Expressing Implementation Sameness in Modern C++

Daisy Hollman

CppCon 2023
Twitter: @The_Whole_Daisy
Email: cpp@dsh.fyi

Disclaimers

  • I'm terrified
    • I often give talks about "programming", not software engineering
    • This is a software engineering talk, and you might not agree with me on everything.
    • I have some slides without code on them (not many), and I don't usually do that
  • It's really hard to talk about sameness and repetition in code on slides
    • In many recommendations, the maximum amount of code that you should be "comfortable" repeating is about the same as the amount of code that fits on a slide 😅
    • Please try to think critically about the concepts themselves rather than the specific examples I give in slides
  • I'm mostly interested in very large scale code that is meant to be maintained for a very long time

Common Storylines

  • Code is written to be read by humans
    • If you're a professional software engineer, you should be able to come up with multiple ways to get the computer to do basically the same thing
    • You should think about code in terms of how the reader will experience it
  • Cognitive load: the amount of mental effort required to understand and use code
    • When writing "real" code, almost everything you do should be focused on reducing cognitive load for the reader
  • Information loss: when the reader of the code doesn't have an easy way to retrieve a piece of information that's obvious to the writer
    • Start thinking of copy-paste this way!
    • Thought experiment: imagine what code and programming languages would look like if we disabled copy-paste in code editors
    • Copy-pasting code is selfish: it saves you time at the expense of someone else's time

Non-themes

  • I don't care how long it takes you to type something!
    • If you're typing most of the code you write, you need a better development environment!
  • I don't care about adding a layer or two of abstraction (within reason)
    • If you don't currently know off of the top of your head the keybinding to jump to the definition of a function (and back) in your development environment, you need a better IDE!
  • I don't care about adding (linear) compilation cost (within reason)
    • Distributed builds, caching, smaller files, modules, and more can all help with this
    • …but beware of non-linear scaling in compilation cost!
    • …and beware of using arcana (e.g., weird language features) that increases cognitive load!
  • I'm not interested in making it faster for you to write code
    • Reading and maintaining code efficiently is far more important!


Anyway...

Here we go!

🌼 🤷🏼‍♀️ 🌼

Two different kinds of Sameness

Interface Sameness

  • Enables users to treat things the same way in their code (create their own sameness)
  • Cannot be removed later
    • You can't change your user's code (at least not easily)
    • Once you allow users to treat things as the same, it's very hard to change that later
  • When done well: low code coupling ("the degree of interdependence between software modules")

Implementation Sameness

  • Enables readers to understand and use existing sameness or similarity
  • Can be changed or removed at any point in the future when it stops being helpful
  • When done well: high code cohesion ("the degree to which the elements inside a module belong together")

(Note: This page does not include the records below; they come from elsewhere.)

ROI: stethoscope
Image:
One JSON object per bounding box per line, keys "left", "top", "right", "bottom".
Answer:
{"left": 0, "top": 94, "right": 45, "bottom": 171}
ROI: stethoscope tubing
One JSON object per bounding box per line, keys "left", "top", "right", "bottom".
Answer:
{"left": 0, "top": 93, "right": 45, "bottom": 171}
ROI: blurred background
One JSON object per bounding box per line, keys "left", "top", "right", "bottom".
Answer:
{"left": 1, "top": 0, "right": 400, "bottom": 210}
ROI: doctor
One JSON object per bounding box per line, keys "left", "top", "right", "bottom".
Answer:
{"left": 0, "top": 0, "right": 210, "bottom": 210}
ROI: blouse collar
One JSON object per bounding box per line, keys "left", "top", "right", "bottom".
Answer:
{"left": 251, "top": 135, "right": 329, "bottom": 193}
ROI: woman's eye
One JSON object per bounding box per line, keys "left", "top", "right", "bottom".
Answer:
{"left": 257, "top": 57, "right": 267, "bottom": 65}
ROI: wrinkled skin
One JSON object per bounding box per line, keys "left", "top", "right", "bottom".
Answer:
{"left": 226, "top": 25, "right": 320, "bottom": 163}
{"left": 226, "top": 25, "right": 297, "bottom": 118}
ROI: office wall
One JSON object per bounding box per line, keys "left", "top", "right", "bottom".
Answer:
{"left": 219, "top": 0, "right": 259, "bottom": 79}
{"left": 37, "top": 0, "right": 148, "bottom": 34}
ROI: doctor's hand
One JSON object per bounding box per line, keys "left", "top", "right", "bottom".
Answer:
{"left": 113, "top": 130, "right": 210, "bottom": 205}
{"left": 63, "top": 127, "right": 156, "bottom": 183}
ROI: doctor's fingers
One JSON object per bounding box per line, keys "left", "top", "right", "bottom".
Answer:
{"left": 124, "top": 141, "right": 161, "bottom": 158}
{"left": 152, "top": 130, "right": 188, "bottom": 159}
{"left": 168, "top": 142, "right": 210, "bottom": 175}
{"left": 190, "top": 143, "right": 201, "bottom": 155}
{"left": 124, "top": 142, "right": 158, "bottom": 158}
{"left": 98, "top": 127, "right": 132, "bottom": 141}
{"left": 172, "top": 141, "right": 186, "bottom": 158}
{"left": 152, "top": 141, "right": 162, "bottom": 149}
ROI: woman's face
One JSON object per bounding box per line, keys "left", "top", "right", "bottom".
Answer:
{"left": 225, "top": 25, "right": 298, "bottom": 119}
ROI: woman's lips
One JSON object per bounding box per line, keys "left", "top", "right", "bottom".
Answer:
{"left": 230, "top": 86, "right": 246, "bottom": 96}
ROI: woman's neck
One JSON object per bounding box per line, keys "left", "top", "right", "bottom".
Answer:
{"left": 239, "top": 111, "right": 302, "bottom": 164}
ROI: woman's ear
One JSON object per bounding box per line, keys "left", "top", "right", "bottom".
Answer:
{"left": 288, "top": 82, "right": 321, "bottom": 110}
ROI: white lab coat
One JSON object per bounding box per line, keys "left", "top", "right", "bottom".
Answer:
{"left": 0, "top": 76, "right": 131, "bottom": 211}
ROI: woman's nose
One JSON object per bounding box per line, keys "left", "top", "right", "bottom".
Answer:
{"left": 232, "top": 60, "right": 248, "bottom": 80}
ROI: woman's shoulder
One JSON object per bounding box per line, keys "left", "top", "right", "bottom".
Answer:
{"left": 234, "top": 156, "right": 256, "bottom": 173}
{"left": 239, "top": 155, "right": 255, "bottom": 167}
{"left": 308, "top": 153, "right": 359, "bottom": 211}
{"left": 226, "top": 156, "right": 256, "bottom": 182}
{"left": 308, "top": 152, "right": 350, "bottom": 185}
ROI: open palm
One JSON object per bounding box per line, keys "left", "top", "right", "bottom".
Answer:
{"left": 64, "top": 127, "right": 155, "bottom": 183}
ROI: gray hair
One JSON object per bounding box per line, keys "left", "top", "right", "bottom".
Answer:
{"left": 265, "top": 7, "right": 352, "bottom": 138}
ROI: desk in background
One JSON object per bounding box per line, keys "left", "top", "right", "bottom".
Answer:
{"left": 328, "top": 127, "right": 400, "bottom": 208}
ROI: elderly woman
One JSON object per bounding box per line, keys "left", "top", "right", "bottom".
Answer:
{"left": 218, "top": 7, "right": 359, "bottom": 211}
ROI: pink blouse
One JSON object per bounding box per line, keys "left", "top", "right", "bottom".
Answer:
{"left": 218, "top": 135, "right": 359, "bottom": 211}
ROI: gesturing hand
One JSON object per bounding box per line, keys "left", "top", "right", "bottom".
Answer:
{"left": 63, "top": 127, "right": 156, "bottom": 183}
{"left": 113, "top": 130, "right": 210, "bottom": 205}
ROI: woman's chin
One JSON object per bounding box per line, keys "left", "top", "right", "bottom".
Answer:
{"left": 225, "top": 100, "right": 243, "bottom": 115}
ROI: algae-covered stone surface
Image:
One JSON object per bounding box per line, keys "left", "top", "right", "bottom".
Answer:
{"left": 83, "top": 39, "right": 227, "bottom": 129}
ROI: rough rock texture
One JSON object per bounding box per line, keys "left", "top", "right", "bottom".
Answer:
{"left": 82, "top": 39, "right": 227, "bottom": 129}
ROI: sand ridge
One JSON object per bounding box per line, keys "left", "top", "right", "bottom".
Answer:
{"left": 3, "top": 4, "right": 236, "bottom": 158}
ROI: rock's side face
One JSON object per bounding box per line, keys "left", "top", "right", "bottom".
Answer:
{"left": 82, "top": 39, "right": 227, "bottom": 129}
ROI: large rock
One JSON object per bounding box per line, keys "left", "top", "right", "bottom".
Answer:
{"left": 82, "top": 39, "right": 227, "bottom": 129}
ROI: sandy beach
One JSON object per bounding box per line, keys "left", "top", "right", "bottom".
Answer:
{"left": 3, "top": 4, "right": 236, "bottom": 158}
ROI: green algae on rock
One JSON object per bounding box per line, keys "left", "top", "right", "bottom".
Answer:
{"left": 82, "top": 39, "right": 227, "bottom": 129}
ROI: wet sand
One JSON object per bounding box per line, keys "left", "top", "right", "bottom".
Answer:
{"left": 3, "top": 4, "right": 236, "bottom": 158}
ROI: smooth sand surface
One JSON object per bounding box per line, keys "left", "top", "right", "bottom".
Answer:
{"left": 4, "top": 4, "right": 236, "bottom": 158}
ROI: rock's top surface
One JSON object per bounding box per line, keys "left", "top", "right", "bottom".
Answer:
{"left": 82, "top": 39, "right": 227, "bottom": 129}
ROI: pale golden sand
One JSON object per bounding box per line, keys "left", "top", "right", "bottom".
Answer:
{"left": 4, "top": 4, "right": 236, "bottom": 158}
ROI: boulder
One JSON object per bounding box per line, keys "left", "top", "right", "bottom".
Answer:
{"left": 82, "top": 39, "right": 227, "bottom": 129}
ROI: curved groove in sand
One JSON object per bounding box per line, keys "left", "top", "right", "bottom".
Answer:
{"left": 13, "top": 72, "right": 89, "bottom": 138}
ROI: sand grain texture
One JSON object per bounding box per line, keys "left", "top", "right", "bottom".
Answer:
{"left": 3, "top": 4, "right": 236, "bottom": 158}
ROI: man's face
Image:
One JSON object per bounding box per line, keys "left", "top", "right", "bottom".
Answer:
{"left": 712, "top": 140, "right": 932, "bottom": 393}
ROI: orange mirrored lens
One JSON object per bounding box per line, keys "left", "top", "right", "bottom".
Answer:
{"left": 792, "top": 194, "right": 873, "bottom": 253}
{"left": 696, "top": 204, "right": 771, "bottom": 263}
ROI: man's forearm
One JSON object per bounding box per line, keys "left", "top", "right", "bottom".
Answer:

Don't Repeat Yourself (DRY)

Every piece of knowledge must have a single, unambiguous, authoritative representation within a system


Andy Hunt and Dave Thomas, The Pragmatic Programmer

DRY programming isn't (always) about typing less!



Mechanisms for Expressing "Sameness" in C++

(Either implementation or interface sameness)

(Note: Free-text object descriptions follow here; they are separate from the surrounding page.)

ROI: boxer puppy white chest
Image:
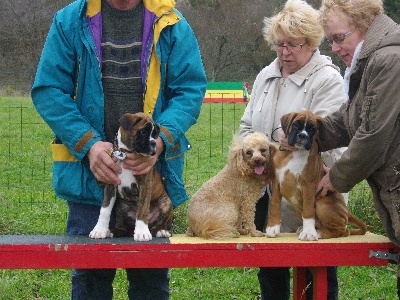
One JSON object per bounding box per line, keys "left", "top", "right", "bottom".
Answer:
{"left": 276, "top": 150, "right": 309, "bottom": 202}
{"left": 117, "top": 131, "right": 137, "bottom": 191}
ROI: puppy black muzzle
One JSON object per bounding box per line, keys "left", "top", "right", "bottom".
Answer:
{"left": 296, "top": 131, "right": 312, "bottom": 150}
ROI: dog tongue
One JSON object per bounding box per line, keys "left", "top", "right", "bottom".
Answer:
{"left": 255, "top": 166, "right": 264, "bottom": 175}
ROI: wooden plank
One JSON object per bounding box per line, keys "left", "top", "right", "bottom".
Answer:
{"left": 0, "top": 233, "right": 396, "bottom": 270}
{"left": 0, "top": 233, "right": 396, "bottom": 300}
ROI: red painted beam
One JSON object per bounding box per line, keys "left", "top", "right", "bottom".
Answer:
{"left": 0, "top": 234, "right": 396, "bottom": 270}
{"left": 0, "top": 233, "right": 396, "bottom": 300}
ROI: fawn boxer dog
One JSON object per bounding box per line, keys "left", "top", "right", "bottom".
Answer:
{"left": 266, "top": 110, "right": 367, "bottom": 241}
{"left": 89, "top": 112, "right": 173, "bottom": 241}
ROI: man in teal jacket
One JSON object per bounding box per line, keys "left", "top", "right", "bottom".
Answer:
{"left": 31, "top": 0, "right": 206, "bottom": 298}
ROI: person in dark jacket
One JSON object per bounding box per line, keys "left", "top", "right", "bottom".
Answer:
{"left": 302, "top": 0, "right": 400, "bottom": 298}
{"left": 31, "top": 0, "right": 206, "bottom": 299}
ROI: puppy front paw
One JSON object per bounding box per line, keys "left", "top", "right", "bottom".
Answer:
{"left": 89, "top": 225, "right": 113, "bottom": 239}
{"left": 134, "top": 220, "right": 152, "bottom": 241}
{"left": 266, "top": 224, "right": 281, "bottom": 237}
{"left": 156, "top": 230, "right": 172, "bottom": 238}
{"left": 298, "top": 228, "right": 319, "bottom": 241}
{"left": 298, "top": 218, "right": 318, "bottom": 241}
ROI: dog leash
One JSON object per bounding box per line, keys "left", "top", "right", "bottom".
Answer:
{"left": 271, "top": 126, "right": 282, "bottom": 143}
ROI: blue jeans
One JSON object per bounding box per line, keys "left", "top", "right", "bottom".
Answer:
{"left": 255, "top": 194, "right": 339, "bottom": 300}
{"left": 67, "top": 201, "right": 170, "bottom": 300}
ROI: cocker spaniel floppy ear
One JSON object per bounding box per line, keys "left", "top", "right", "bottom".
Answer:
{"left": 228, "top": 135, "right": 250, "bottom": 176}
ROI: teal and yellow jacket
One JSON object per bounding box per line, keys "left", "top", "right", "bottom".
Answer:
{"left": 31, "top": 0, "right": 207, "bottom": 208}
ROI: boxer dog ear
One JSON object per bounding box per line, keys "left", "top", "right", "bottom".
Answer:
{"left": 315, "top": 115, "right": 324, "bottom": 129}
{"left": 280, "top": 112, "right": 297, "bottom": 136}
{"left": 151, "top": 120, "right": 160, "bottom": 139}
{"left": 119, "top": 113, "right": 134, "bottom": 131}
{"left": 313, "top": 115, "right": 324, "bottom": 141}
{"left": 119, "top": 113, "right": 142, "bottom": 131}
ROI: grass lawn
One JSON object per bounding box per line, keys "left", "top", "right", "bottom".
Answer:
{"left": 0, "top": 96, "right": 397, "bottom": 299}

"Traditional" Polymorphism

  • Notice that the code reuse happens in the calling code
  • In other words, "traditional" polymorphism is oriented around interface sameness
  • It can be used for implementation sameness, but often with some added runtime cost

Templates

  • The code for vector<int> and vector<string> is the same (implementation sameness)
  • The interface is also the same (interface sameness)
  • But this doesn't always have to be the case!
  • handle_disturbance() could be thought of as part of the non-intrusive interface of vector<unique_ptr<Animal>>
  • handle_disturbance() is not part of the interface of vector<int>
  • In other words, we've introduced an interface difference while still maximizing implementation sameness

Interface difference with implementation sameness

(for intrusive interfaces)



Question: what's the /* ... */?

Interface difference with implementation sameness

(for intrusive interfaces)


  • Conceptually, the /* ... */ is something like...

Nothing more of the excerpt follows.